Получить информацию настолько сложно, что успеха добьется лишь тот, кто сможет на время отбросить все свои унаследованные и приобретенные представления о собственном превосходстве, цивилизованных нравах и обычаях. Чужаку придется путешествовать с дикарями, делить с ними пищу и кров, как только он окажется на их территории. Чтобы понять индейцев и их уклад жизни, нужно быть бдительным днем и ночью. Исследователь не должен поддаваться влиянию любых прежних личных представлений и обязан подчиняться местным законам и этическим нормам. Он не миссионер, чья цель обратить всех встреченных им людей в свою веру, а, скорее, ученик, желающий понять, что их вдохновляет и каковы их собственные верования. Дело осложняется отсутствием общего языка для общения. Нередко индеец, говорящий на немного знакомом путешественнику языке, гораздо лучше изъясняется на другом племенном языке, который белый человек совершенно не знает, и тогда понять, что именно до вас пытаются донести, становится мучительно сложно. В моей группе, к примеру, был индеец уитото, немного понимающий язык андоке, а также Браун с острова Барбадос, который сообщил мне очень много полезной информации об этих малоизвестных племенах. Джон Браун был поистине бесценен, поскольку хорошо знал язык уитото и достаточно неплохо боро. Тем не менее большую часть словаря, приведенного в приложении VII, приходилось собирать примитивным способом просто указывая на объект. Услышав фонетическую форму слова, нужно было методом проб и ошибок определить, что оно означает.
Путешествие в джунглях это постоянный дискомфорт и гнетущее ощущение опасности. Приходится преодолевать значительные участки затопленной местности и труднопроходимых болот. Вы идете, по щиколотку увязая в трясине, и вдруг проваливаетесь в бездонный поток основного русла реки. Постоянному передвижению по воде, когда долго не чувствуешь твердой почвы под ногами, я предпочел бы более конкретные и предсказуемые угрозы, которые куда меньше изматывают нервы. Самое страшное в путешествии по Амазонии то, чего не видно. Пугает не присутствие недружелюбных индейцев, а полное отсутствие признаков человеческой жизни. Порой набредаешь на индейский дом или поселение, но они заброшены, пусты или разрушены. Местные жители исчезли, и лишь молчаливое послание в виде отравленной стрелы или прикрытой листвой западни говорит о том, что они прячутся где-то поблизости, среди густых зарослей.
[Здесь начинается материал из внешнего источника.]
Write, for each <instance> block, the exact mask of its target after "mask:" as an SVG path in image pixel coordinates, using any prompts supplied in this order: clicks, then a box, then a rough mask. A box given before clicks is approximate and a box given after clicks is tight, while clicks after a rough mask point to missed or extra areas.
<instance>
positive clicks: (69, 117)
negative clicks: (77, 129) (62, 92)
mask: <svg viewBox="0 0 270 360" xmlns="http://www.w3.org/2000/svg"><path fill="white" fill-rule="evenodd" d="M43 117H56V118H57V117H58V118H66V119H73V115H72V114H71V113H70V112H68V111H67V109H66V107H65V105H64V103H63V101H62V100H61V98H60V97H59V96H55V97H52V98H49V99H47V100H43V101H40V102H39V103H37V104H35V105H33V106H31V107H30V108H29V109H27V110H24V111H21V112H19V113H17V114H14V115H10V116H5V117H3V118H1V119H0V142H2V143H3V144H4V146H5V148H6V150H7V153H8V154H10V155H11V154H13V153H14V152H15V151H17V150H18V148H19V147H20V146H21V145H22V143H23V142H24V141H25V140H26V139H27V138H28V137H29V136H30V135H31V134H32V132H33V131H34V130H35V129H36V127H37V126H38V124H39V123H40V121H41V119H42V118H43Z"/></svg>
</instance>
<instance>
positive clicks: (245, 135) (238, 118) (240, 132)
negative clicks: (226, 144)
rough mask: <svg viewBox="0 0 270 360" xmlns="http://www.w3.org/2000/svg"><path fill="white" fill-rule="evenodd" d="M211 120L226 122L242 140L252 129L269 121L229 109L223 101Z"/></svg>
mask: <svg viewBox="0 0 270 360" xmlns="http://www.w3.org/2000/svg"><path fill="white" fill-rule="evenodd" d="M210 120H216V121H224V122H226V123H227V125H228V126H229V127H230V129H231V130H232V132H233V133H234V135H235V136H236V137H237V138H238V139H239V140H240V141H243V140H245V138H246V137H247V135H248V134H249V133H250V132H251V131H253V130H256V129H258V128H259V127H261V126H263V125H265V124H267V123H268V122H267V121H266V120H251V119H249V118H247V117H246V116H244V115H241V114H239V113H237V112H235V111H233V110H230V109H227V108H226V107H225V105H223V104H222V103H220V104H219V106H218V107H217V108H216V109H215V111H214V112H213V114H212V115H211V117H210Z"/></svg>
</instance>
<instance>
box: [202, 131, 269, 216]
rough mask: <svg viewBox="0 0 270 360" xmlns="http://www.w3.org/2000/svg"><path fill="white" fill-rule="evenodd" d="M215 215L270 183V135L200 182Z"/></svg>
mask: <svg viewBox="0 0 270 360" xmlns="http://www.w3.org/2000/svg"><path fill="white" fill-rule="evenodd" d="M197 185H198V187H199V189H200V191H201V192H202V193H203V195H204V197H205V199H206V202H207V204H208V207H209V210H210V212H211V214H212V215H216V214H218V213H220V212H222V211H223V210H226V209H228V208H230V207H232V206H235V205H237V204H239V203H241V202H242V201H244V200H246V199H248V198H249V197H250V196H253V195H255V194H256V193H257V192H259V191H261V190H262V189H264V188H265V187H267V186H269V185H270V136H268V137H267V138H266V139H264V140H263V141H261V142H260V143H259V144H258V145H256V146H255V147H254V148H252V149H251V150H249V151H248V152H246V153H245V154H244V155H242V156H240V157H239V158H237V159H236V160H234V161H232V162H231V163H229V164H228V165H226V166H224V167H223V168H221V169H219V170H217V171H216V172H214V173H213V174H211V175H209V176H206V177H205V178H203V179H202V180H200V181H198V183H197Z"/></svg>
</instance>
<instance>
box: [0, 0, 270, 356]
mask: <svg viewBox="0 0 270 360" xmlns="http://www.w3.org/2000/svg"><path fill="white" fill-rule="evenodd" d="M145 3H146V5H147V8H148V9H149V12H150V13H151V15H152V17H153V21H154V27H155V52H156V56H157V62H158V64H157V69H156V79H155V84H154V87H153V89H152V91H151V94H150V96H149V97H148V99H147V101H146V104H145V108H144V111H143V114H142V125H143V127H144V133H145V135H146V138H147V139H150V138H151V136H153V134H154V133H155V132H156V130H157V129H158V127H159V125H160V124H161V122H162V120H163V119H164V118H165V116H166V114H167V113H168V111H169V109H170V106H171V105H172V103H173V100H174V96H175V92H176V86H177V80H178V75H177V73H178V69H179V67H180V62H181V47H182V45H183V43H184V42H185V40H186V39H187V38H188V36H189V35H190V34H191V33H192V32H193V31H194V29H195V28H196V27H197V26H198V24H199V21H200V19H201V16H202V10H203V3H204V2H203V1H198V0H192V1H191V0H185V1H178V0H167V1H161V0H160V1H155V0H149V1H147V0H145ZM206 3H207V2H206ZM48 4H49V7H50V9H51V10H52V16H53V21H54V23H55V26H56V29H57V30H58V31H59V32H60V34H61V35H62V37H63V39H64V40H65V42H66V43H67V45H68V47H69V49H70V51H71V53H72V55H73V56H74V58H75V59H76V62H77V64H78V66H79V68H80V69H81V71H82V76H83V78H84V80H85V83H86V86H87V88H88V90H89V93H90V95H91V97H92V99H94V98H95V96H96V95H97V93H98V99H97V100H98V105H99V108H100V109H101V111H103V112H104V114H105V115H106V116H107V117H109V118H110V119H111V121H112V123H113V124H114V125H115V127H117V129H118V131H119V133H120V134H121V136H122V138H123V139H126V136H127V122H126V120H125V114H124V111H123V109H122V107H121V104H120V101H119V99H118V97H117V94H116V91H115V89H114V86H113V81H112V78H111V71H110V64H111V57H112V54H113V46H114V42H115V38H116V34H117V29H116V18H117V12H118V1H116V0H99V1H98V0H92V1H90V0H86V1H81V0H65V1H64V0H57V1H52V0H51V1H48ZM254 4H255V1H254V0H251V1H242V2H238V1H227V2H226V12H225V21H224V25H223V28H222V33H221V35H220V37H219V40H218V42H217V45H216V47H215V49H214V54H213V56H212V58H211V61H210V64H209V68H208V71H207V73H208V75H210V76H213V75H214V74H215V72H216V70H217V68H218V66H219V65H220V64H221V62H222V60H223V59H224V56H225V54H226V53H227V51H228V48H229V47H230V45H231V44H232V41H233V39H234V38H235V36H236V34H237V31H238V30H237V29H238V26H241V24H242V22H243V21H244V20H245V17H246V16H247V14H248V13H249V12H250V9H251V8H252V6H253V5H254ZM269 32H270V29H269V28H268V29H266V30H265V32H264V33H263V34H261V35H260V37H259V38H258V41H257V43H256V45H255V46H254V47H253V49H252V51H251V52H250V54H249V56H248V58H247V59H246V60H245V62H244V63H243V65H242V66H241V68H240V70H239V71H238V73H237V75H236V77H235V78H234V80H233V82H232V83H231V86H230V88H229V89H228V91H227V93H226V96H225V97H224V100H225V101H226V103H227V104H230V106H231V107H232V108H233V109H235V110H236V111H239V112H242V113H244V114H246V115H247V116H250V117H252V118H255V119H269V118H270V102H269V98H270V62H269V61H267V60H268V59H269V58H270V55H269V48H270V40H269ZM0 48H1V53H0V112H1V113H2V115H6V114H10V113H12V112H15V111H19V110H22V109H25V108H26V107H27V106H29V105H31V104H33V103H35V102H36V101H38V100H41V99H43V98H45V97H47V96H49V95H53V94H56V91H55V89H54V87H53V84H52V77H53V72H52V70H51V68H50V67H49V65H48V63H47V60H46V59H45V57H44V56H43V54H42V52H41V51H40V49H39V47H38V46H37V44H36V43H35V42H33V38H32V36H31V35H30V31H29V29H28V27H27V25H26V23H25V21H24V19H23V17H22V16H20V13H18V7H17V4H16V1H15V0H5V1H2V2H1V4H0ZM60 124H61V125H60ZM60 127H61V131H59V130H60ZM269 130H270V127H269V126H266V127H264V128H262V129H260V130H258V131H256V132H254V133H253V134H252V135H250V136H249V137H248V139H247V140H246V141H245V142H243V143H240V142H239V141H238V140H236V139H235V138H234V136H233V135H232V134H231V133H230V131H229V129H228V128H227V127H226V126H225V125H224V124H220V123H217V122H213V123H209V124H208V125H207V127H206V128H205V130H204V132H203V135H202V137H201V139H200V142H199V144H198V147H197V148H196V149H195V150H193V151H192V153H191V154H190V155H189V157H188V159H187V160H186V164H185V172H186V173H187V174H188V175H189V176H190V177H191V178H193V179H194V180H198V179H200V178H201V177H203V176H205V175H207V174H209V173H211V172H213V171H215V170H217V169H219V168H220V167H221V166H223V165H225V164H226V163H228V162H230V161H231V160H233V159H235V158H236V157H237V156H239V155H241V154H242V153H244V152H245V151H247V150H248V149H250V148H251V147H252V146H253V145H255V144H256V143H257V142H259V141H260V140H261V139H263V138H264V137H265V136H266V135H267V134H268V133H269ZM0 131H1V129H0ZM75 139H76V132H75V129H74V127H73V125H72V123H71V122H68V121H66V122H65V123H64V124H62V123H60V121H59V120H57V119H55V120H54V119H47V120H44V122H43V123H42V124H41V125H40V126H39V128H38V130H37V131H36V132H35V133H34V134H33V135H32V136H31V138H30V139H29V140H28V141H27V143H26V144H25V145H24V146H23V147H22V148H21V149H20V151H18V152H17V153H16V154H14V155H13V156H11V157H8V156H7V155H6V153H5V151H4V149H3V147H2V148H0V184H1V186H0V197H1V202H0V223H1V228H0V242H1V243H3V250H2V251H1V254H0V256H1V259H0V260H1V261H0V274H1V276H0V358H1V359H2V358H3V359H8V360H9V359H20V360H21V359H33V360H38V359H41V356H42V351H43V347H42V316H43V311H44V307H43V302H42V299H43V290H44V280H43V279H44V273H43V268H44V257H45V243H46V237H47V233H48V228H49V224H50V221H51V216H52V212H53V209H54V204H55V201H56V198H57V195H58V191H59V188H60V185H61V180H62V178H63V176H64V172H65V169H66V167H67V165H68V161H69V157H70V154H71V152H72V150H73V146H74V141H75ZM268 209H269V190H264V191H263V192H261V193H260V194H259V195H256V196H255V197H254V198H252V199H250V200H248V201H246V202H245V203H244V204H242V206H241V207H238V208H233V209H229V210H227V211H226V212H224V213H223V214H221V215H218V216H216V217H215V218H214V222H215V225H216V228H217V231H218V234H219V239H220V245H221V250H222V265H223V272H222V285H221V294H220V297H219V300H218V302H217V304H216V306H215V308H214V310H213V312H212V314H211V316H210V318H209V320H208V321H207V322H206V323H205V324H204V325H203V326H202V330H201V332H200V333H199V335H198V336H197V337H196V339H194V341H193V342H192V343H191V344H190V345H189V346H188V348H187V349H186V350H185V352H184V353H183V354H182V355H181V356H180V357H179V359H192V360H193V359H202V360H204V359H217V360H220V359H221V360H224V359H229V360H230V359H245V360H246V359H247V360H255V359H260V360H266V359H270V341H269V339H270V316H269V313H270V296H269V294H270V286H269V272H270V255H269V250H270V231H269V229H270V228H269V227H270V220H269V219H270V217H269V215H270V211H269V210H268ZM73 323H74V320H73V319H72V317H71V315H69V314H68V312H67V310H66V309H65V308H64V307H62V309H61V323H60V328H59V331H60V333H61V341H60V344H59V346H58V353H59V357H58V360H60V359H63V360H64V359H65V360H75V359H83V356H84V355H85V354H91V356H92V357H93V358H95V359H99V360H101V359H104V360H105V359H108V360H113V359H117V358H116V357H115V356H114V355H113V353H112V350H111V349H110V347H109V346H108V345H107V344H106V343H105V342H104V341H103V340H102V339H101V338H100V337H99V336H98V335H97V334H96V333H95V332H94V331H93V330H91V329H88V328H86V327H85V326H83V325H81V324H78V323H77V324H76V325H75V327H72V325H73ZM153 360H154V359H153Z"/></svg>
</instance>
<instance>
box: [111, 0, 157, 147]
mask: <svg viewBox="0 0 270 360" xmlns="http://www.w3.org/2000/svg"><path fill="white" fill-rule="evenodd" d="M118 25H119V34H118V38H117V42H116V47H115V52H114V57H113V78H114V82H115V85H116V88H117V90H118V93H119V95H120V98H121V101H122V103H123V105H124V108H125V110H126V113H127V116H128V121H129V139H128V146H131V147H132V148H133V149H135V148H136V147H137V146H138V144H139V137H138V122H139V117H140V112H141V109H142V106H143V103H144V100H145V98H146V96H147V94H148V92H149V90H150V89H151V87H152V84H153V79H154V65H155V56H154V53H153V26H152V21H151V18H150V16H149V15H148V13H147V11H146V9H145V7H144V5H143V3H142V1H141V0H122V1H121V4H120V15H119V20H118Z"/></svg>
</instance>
На тропе быстро понимаешь значение фразы «идти цепочкой». Здесь нет ни авангарда, ни флангов, ни арьергарда, которые необходимы при продвижении по недружественной территории в чужих землях. Идущий впереди прорубает мачете путь для тех, кто следует за ним, а слева и справа возвышается стена непроходимых джунглей, непроницаемая как для возможного противника с фланга, так и для наступающей стороны. По собственному опыту могу сказать, что при путешествии в дебрях Амазонии общая численность группы никогда не должна превышать двадцати пяти человек. Чем меньше багажа приходится нести, тем больше можно взять с собой винтовок для обеспечения безопасности экспедиции.
Особенно сложно снабдить людей достаточным количеством провизии. Подстрелить дичь в густых зарослях непросто, а в некоторых местах ее и вовсе нет. Консервированные продукты в герметичных контейнерах удобного для переноски размера нужно привозить из Европы. Мне не удалось осуществить то, что я изначально запланировал главным образом потому, что провиант я покупал на месте и как минимум половина его оказалась непригодной к употреблению. В краях, где припасы на вес золота, мало съедобной пищи. Рыбы в реках водится много, но дилетанту ее очень сложно поймать. Путешественник мечтает подстрелить тапира[29] или пекари, отведать обезьяньего мяса или на худой конец подкрепиться беспечным, но, увы, почти несъедобным попугаем, а оказавшись в отчаянном положении, не брезгует лягушками, змеями и даже сердцевиной пальмы. У исследователя Амазонии два главных страха заблудиться и умереть от голода.